Also indicted are three women with A&A Durable Medical Supply LLC, in Plaquemine. Charged with conspiracy to commit healthcare fraud are: Linda M. Jackson, 49; her mother, Eunice Sparrow, 67; and one of Jackson’s daughters, Uniecesco Smith, 29. Sparrow was assistant manager at A&A. Smith worked for A&A in operations and billing. Between April 2007 and April 2009. The charges allege that the three women used A&A to fraudulently bill Medicare more than $4.8 million for equipment either medically unnecessary or never provided to patients.

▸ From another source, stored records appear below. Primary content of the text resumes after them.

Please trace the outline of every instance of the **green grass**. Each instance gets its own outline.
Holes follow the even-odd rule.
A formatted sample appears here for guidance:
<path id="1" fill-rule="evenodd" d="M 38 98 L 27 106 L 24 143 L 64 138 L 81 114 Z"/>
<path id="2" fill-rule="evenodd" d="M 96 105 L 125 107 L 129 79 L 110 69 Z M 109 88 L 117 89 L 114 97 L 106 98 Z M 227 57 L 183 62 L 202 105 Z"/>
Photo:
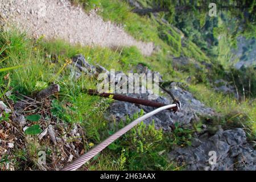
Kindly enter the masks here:
<path id="1" fill-rule="evenodd" d="M 171 25 L 158 23 L 156 20 L 159 18 L 154 19 L 152 15 L 141 17 L 132 13 L 126 3 L 118 0 L 72 1 L 82 3 L 86 11 L 100 7 L 98 13 L 105 20 L 122 24 L 125 30 L 138 40 L 154 42 L 158 46 L 159 51 L 151 56 L 144 57 L 135 47 L 115 50 L 71 46 L 60 40 L 48 42 L 43 37 L 38 40 L 29 39 L 25 34 L 15 30 L 1 32 L 2 100 L 9 98 L 16 101 L 13 95 L 8 98 L 5 95 L 10 89 L 33 96 L 43 88 L 42 85 L 48 85 L 53 82 L 59 84 L 60 92 L 51 103 L 51 113 L 59 121 L 77 123 L 82 127 L 85 131 L 84 149 L 88 151 L 93 144 L 99 143 L 139 114 L 119 123 L 113 121 L 113 125 L 105 119 L 104 113 L 113 101 L 84 93 L 85 89 L 95 88 L 97 81 L 85 74 L 82 74 L 79 79 L 76 80 L 72 75 L 75 68 L 71 70 L 67 68 L 67 63 L 70 59 L 77 53 L 82 53 L 89 63 L 93 65 L 98 63 L 108 69 L 114 68 L 125 73 L 134 70 L 137 64 L 142 63 L 154 71 L 159 71 L 164 80 L 188 84 L 186 79 L 191 77 L 192 81 L 188 84 L 189 91 L 206 105 L 221 114 L 220 118 L 212 118 L 214 123 L 213 127 L 219 124 L 225 129 L 242 127 L 250 139 L 255 136 L 255 100 L 238 102 L 231 96 L 214 91 L 208 78 L 213 78 L 214 80 L 221 78 L 225 75 L 222 75 L 224 71 L 215 67 L 216 70 L 212 72 L 206 70 L 200 63 L 210 63 L 212 60 L 191 40 L 186 38 L 181 40 L 181 35 Z M 224 49 L 224 44 L 225 41 L 220 47 L 223 53 L 227 50 Z M 201 70 L 195 69 L 192 64 L 174 70 L 172 57 L 180 56 L 198 63 Z M 8 117 L 3 115 L 2 119 L 8 120 Z M 203 122 L 205 121 L 202 119 Z M 167 154 L 174 146 L 189 145 L 192 133 L 200 130 L 201 122 L 192 129 L 177 127 L 171 134 L 156 130 L 154 124 L 146 126 L 141 123 L 95 157 L 85 167 L 90 170 L 181 169 L 182 168 L 168 161 Z M 26 142 L 26 147 L 15 151 L 15 158 L 3 156 L 0 159 L 0 165 L 9 160 L 16 164 L 14 166 L 16 168 L 23 169 L 23 165 L 29 160 L 33 169 L 38 168 L 35 154 L 39 148 L 46 147 L 48 144 L 33 140 Z"/>

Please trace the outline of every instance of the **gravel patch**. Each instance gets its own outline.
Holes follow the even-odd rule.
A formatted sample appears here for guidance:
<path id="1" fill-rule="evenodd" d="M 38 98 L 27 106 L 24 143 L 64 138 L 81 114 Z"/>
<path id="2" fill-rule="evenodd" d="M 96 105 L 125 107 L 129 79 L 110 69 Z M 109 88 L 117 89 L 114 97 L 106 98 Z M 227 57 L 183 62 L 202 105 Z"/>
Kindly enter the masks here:
<path id="1" fill-rule="evenodd" d="M 86 14 L 68 0 L 0 0 L 0 18 L 1 24 L 14 24 L 36 38 L 43 35 L 72 44 L 136 46 L 146 56 L 154 48 L 153 43 L 137 41 L 122 27 L 104 22 L 96 10 Z"/>

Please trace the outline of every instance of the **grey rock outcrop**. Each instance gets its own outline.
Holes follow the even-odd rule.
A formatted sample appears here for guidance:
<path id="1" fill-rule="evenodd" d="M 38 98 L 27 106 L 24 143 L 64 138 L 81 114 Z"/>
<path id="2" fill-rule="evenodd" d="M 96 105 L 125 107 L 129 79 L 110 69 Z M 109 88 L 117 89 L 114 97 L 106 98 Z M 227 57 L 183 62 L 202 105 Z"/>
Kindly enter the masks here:
<path id="1" fill-rule="evenodd" d="M 196 138 L 191 146 L 175 148 L 169 154 L 170 160 L 185 165 L 186 170 L 256 170 L 256 151 L 246 142 L 243 129 L 220 129 L 208 136 Z"/>
<path id="2" fill-rule="evenodd" d="M 199 100 L 195 99 L 192 94 L 188 91 L 184 90 L 177 84 L 172 82 L 171 84 L 171 92 L 175 97 L 181 103 L 181 109 L 180 111 L 176 113 L 164 110 L 154 116 L 147 119 L 144 122 L 150 123 L 154 120 L 156 127 L 162 127 L 165 130 L 169 130 L 170 126 L 175 122 L 179 122 L 181 125 L 188 125 L 191 121 L 197 121 L 199 117 L 209 117 L 214 114 L 213 110 L 206 107 Z M 135 98 L 148 99 L 148 92 L 146 94 L 127 94 L 126 95 Z M 171 104 L 172 99 L 169 96 L 159 96 L 154 101 Z M 143 109 L 146 113 L 148 113 L 155 108 L 142 105 L 136 105 L 133 104 L 115 101 L 108 109 L 106 118 L 113 119 L 115 118 L 118 121 L 125 119 L 126 115 L 131 117 L 136 113 L 139 113 L 141 109 Z"/>

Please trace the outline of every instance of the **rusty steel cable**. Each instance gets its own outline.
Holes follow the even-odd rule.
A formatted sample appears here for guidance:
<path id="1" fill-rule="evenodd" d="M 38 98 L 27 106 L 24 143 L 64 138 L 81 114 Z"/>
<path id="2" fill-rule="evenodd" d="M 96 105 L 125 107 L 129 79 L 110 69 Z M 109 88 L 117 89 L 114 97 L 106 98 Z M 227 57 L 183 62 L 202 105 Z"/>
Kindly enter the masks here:
<path id="1" fill-rule="evenodd" d="M 134 120 L 130 124 L 126 125 L 125 127 L 118 130 L 117 132 L 108 138 L 104 141 L 97 145 L 95 147 L 89 150 L 87 153 L 82 155 L 74 162 L 63 168 L 62 169 L 62 171 L 75 171 L 77 169 L 81 166 L 84 165 L 86 162 L 89 161 L 90 159 L 93 158 L 94 156 L 102 151 L 104 148 L 108 147 L 110 143 L 114 142 L 116 139 L 129 131 L 133 127 L 142 121 L 145 120 L 146 119 L 163 110 L 174 108 L 175 108 L 175 110 L 179 110 L 179 104 L 174 104 L 164 106 L 143 115 L 141 117 L 139 117 L 136 120 Z"/>
<path id="2" fill-rule="evenodd" d="M 98 91 L 92 89 L 89 89 L 87 91 L 87 93 L 92 96 L 98 96 L 103 97 L 109 97 L 110 96 L 113 96 L 113 98 L 115 100 L 118 100 L 120 101 L 125 101 L 127 102 L 133 103 L 135 104 L 140 104 L 144 106 L 151 106 L 154 107 L 160 107 L 167 105 L 156 102 L 150 100 L 147 100 L 141 98 L 137 98 L 131 97 L 128 97 L 124 95 L 121 95 L 116 93 L 100 93 Z M 175 100 L 174 104 L 177 104 L 179 107 L 180 107 L 180 102 L 179 101 Z M 172 110 L 176 112 L 177 111 L 177 107 L 171 107 L 168 109 L 169 110 Z"/>

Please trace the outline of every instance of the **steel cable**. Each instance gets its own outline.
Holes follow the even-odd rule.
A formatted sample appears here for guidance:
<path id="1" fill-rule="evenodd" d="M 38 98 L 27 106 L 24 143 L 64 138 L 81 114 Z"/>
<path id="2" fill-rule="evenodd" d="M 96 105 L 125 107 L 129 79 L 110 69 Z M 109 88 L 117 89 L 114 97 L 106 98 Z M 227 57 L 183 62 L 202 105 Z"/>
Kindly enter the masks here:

The total included $2.3 million in power wheelchairs that were never provided according to the indictment.
Like the Q1Medicare stand-alone Medicare Part D prescription drug plan Find Me A Sugar Daddy or PDP-Finder, the Medicare Advantage plan Find Me A Sugar Daddy is designed as a simple alternative to other more complicated online Medicare plan search tools. Using the Q1Medicare.com/MA-Finder, Medicare beneficiaries enter their ZIP Code, choose their county if necessary, and view all 2012 Medicare Advantage plans available in their area. Alternatively, MA-Finder users can start on a state level and browse through the counties within a state to see highlighted plans showing the lowest cost plans with $ 0 deductible prescription drug coverage for each type of health plan (such as HMO, PPO, or PFFS), along with a link to a complete list of Medicare Advantage plans in the specific county.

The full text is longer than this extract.